The woman yelled something, and disappeared. Teresa looked around: she knew Debra's mum's car, and like the neighbour had said it wasn't in sight.
She went back to the Montego, screeched it round in the narrow road and headed away.
She drove fast until she had crossed the Ridge and was going out into the countryside around Ninfield. The sun beat maddeningly down. A police car went past in the opposite direction, blue strobe lights flashing; Teresa instinctively hunched down in the seat a little, but they were obviously going after someone else, and neither of the two cops even glanced in her direction.
The righthand side of the road was thickly forested: Teresa had only a dim memory of having driven along here before, but after a while she saw a sign for a Forestry Commission picnic site next to a layby. She was driving too fast to stop, but she went down to the next farm entrance, did a turn, and went back.
She realized that neither of the guns was loaded; bleeding right! She'd gone after Debra like that!
She skidded into the parking area in a cloud of dust, and angrily picked up the handgun. She slammed in a magazine of bullets.
A path led off through the trees, and ahead of her she glimpsed the bright colours of summer clothes.
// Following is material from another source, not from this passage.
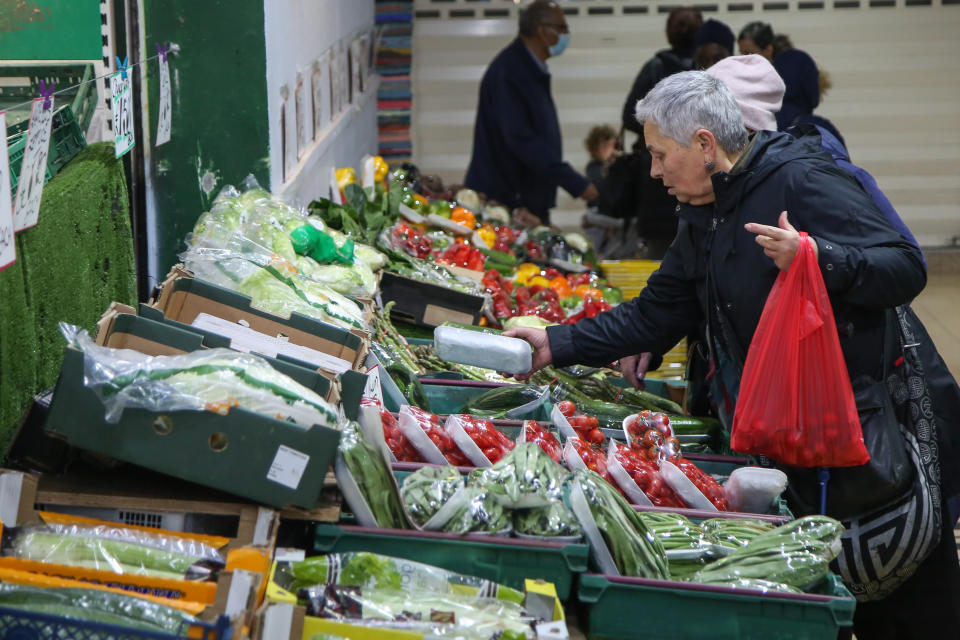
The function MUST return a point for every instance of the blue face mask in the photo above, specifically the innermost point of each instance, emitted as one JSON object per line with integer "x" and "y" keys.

She came into a clearing in the trees, where three long wooden tables had been set up. Huge logs lying beside them were used as seats. A young woman was sitting at one of the tables, with plastic cups and plates, scraps of food, and several toys spread all about: a ball, a train, a scribble pad, dozens of coloured bricks. The woman was laughing, and her boy was running around on the grass, pretending to do some stupid thing or other.